On averages of completely multiplicative functions over co-prime integer pairs

TL;DR

This paper extends recent results on the averages of completely multiplicative functions from Gaussian integers to co-prime integer pairs, exploring asymptotic behaviors, ergodic averages, and multilinear convergence over primitive lattice points.

Contribution

It provides the analogue of key theorems for Gaussian integers in the setting of co-prime integer pairs and investigates convergence of multilinear averages over primitive lattice points.

Findings

Derived asymptotic formulas for averages over co-prime pairs.

Established ergodic average results along prime factors.

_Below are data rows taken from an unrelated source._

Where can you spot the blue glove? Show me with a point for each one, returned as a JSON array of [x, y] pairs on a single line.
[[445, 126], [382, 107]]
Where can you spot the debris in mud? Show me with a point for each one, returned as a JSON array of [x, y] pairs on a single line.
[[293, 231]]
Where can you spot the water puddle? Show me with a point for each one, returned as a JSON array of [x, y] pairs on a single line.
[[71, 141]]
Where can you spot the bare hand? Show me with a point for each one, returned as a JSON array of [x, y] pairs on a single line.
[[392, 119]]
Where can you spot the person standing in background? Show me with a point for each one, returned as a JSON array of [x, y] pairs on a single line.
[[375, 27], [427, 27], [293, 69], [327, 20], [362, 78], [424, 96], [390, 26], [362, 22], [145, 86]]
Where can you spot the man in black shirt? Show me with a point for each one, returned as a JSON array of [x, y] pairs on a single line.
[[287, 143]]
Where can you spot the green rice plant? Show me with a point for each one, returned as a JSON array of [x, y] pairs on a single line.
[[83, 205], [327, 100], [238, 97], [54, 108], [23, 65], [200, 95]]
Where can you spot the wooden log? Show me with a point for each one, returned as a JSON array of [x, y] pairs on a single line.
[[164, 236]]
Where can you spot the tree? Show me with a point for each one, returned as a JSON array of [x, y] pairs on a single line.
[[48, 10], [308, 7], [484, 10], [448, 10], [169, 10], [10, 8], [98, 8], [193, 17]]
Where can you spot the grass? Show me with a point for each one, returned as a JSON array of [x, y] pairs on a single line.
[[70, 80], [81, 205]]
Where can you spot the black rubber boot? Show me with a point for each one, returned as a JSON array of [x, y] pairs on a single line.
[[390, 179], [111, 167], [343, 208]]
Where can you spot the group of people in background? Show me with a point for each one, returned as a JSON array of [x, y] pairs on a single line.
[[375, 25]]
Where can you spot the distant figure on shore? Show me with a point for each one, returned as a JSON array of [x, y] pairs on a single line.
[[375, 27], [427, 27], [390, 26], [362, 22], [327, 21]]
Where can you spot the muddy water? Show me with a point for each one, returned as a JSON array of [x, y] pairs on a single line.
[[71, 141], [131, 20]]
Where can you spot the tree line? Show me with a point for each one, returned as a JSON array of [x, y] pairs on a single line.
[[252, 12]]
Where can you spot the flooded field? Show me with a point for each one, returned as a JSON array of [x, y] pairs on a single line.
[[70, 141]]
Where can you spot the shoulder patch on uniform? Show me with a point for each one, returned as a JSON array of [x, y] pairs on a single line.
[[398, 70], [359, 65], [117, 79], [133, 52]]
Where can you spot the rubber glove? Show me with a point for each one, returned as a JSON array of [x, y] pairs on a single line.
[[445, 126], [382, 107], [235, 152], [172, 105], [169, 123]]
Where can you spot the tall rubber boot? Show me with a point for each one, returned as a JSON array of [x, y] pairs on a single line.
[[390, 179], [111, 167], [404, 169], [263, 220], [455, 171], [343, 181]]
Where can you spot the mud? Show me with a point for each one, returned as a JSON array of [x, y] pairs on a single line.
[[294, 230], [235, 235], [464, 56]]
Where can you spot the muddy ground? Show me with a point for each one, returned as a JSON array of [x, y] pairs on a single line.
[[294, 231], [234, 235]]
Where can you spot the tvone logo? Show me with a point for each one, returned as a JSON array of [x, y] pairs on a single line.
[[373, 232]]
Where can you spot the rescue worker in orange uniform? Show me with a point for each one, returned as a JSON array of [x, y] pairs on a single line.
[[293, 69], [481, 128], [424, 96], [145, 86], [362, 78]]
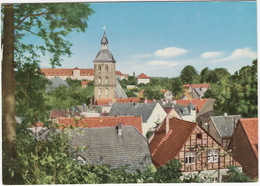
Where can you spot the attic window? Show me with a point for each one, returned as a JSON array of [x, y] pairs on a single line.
[[198, 136]]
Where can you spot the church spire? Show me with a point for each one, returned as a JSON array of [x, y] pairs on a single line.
[[104, 41]]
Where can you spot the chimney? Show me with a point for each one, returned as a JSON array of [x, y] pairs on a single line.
[[167, 125], [119, 129]]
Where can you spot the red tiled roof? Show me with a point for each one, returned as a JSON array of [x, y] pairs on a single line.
[[66, 72], [107, 121], [165, 147], [85, 82], [119, 73], [167, 109], [250, 126], [197, 85], [199, 103], [118, 100], [61, 114], [128, 100], [142, 76], [103, 101]]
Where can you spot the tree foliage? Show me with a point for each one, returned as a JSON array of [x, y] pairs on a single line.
[[236, 94], [234, 175]]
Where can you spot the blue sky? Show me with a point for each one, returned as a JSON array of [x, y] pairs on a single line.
[[161, 38]]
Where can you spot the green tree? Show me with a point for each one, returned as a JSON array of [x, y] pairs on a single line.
[[236, 94], [169, 173], [51, 23], [30, 92], [189, 75]]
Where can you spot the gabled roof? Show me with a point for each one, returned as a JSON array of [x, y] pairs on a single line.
[[55, 83], [62, 114], [118, 73], [133, 109], [199, 103], [250, 126], [119, 91], [66, 72], [105, 146], [165, 147], [199, 85], [143, 76], [107, 121], [225, 124], [117, 100]]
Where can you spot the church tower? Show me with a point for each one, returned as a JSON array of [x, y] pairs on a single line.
[[104, 72]]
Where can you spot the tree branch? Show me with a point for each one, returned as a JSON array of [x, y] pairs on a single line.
[[30, 15]]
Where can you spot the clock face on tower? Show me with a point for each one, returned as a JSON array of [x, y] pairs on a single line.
[[105, 69]]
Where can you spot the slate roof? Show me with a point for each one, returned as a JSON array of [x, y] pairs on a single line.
[[225, 124], [250, 126], [66, 72], [106, 101], [199, 103], [143, 76], [184, 110], [105, 146], [104, 55], [133, 109], [55, 83], [107, 121], [165, 147]]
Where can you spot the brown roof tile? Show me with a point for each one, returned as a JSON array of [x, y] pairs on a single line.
[[250, 126], [107, 121], [142, 76], [165, 147]]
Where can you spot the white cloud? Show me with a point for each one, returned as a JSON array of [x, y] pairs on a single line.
[[238, 54], [170, 52], [162, 63], [208, 55], [142, 56], [243, 53]]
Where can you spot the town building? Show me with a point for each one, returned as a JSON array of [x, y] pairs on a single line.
[[244, 145], [106, 121], [142, 78], [115, 146], [152, 113], [192, 146], [221, 128], [64, 73], [105, 72]]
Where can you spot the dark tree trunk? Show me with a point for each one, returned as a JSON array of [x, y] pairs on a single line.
[[8, 83]]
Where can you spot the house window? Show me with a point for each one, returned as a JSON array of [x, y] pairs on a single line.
[[198, 136], [189, 157], [212, 156]]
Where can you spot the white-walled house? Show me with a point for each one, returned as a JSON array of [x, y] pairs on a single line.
[[152, 113], [142, 78]]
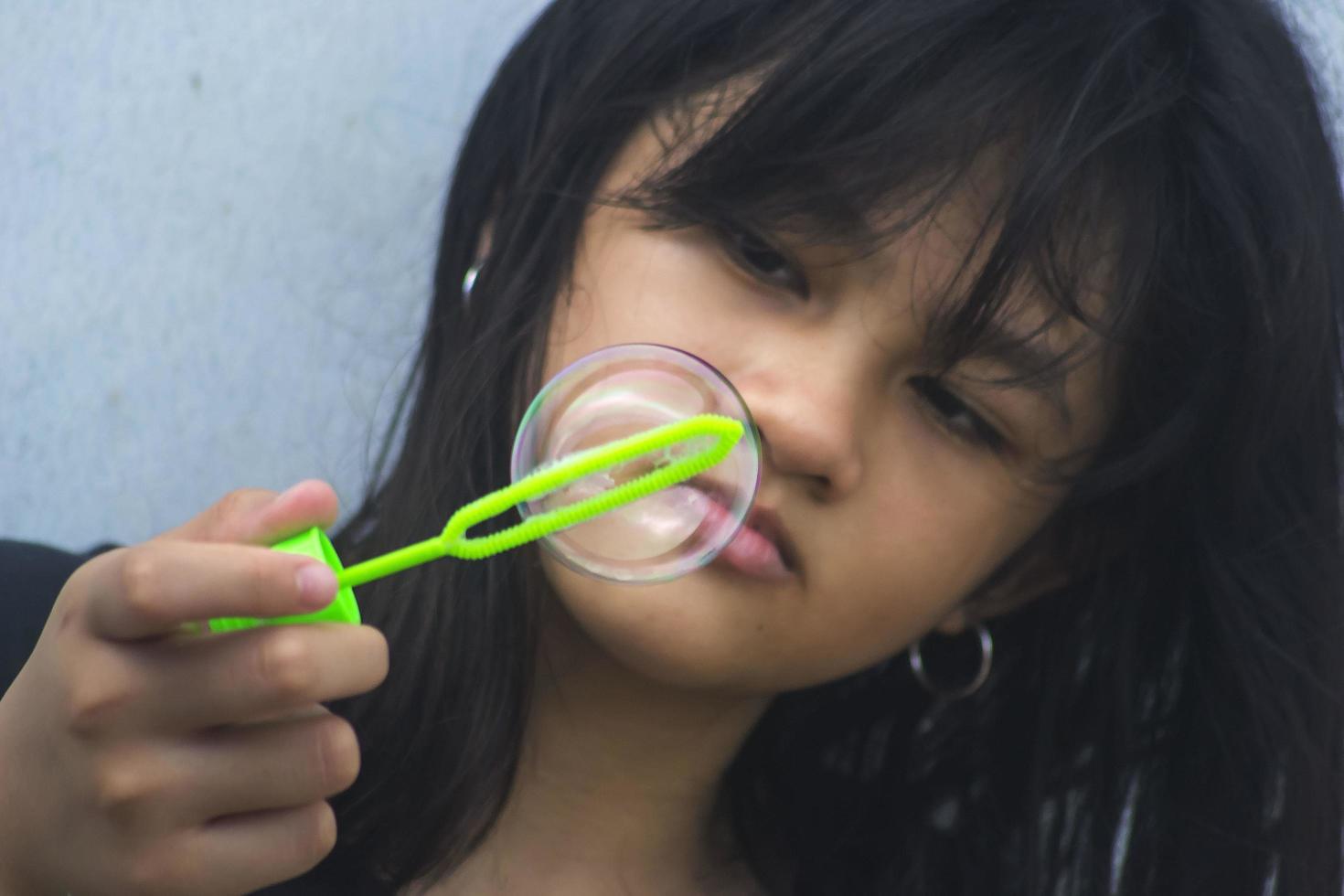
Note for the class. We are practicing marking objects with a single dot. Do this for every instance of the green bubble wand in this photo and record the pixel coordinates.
(657, 443)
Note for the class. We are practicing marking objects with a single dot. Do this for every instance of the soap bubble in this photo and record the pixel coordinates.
(615, 392)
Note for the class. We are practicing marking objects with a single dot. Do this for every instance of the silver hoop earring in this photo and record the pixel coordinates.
(987, 656)
(469, 281)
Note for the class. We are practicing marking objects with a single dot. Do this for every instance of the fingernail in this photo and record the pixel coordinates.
(288, 492)
(316, 586)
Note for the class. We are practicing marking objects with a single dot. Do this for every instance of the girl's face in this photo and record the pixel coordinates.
(897, 491)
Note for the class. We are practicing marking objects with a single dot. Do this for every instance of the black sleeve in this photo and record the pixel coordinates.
(31, 577)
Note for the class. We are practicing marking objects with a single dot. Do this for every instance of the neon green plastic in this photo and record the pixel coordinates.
(453, 540)
(312, 543)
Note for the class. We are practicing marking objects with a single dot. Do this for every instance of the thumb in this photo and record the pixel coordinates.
(260, 516)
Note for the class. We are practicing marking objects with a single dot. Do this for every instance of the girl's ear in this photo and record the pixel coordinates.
(1035, 570)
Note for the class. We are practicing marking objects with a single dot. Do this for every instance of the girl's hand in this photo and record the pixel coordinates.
(137, 758)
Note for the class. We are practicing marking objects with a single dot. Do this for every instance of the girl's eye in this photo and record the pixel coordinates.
(763, 261)
(955, 417)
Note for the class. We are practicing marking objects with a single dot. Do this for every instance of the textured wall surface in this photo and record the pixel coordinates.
(215, 242)
(217, 234)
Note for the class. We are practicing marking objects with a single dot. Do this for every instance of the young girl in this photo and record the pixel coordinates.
(1037, 305)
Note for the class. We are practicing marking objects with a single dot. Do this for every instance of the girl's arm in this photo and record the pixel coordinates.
(139, 756)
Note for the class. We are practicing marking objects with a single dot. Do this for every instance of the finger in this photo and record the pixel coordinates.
(157, 587)
(279, 764)
(258, 673)
(240, 853)
(258, 516)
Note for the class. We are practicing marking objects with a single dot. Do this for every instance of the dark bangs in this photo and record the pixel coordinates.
(854, 123)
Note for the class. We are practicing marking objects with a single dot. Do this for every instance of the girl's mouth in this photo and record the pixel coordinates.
(760, 549)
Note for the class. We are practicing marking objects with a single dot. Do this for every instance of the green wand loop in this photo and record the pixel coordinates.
(657, 443)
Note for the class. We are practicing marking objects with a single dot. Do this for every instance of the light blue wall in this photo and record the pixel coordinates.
(217, 228)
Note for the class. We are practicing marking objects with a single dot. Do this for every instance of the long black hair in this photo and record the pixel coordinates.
(1167, 721)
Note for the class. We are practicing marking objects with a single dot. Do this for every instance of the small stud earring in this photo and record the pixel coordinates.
(469, 281)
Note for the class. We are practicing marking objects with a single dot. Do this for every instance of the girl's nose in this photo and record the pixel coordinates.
(809, 425)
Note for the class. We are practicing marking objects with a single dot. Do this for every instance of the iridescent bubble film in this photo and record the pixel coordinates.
(620, 391)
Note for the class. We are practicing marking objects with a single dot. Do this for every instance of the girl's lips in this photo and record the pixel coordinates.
(755, 555)
(758, 546)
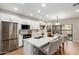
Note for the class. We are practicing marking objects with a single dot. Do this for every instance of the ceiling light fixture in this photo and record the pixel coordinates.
(46, 15)
(15, 9)
(38, 11)
(77, 10)
(43, 5)
(40, 17)
(31, 14)
(57, 23)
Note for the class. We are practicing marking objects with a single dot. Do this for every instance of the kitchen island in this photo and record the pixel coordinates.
(31, 45)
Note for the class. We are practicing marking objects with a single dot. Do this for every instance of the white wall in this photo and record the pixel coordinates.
(20, 21)
(75, 23)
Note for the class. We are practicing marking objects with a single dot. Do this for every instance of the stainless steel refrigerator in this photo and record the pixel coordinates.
(9, 38)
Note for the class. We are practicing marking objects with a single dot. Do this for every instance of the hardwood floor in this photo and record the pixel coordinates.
(16, 52)
(71, 48)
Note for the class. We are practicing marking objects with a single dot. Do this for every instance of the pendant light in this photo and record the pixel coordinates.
(57, 23)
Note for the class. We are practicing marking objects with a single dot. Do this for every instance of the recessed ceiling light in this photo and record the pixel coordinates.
(40, 17)
(43, 19)
(15, 9)
(38, 11)
(46, 15)
(77, 10)
(22, 3)
(43, 5)
(31, 14)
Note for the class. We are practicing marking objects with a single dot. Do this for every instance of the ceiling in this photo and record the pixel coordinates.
(52, 10)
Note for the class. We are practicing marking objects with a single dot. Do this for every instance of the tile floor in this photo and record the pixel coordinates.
(71, 48)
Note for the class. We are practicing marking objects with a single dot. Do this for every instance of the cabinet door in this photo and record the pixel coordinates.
(13, 44)
(4, 46)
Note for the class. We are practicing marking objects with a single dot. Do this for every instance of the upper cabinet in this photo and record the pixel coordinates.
(8, 18)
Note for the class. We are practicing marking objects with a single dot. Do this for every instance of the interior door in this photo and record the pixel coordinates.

Proved convergence of multilinear averages over primitive lattice points.

Abstract

Recently, Donoso, Le, Moreira and Sun studied the asymptotic behavior of the averages of completely multiplicative functions over the Gaussian integers. They derived Wirsing's theorem for Gaussian integers, answered a question of Frantzikinakis and Host for sum of two squares, and obtained a variant of a theorem of Bergelson and Richter on ergodic averages along the number of prime factors of integers. In this paper, we will show the analogue of these results for co-prime integer pairs. Moreover, building on Frantzikinakis and Host's results, we obtain some convergences on the multilinear averages of multiplicative functions over primitive lattice points.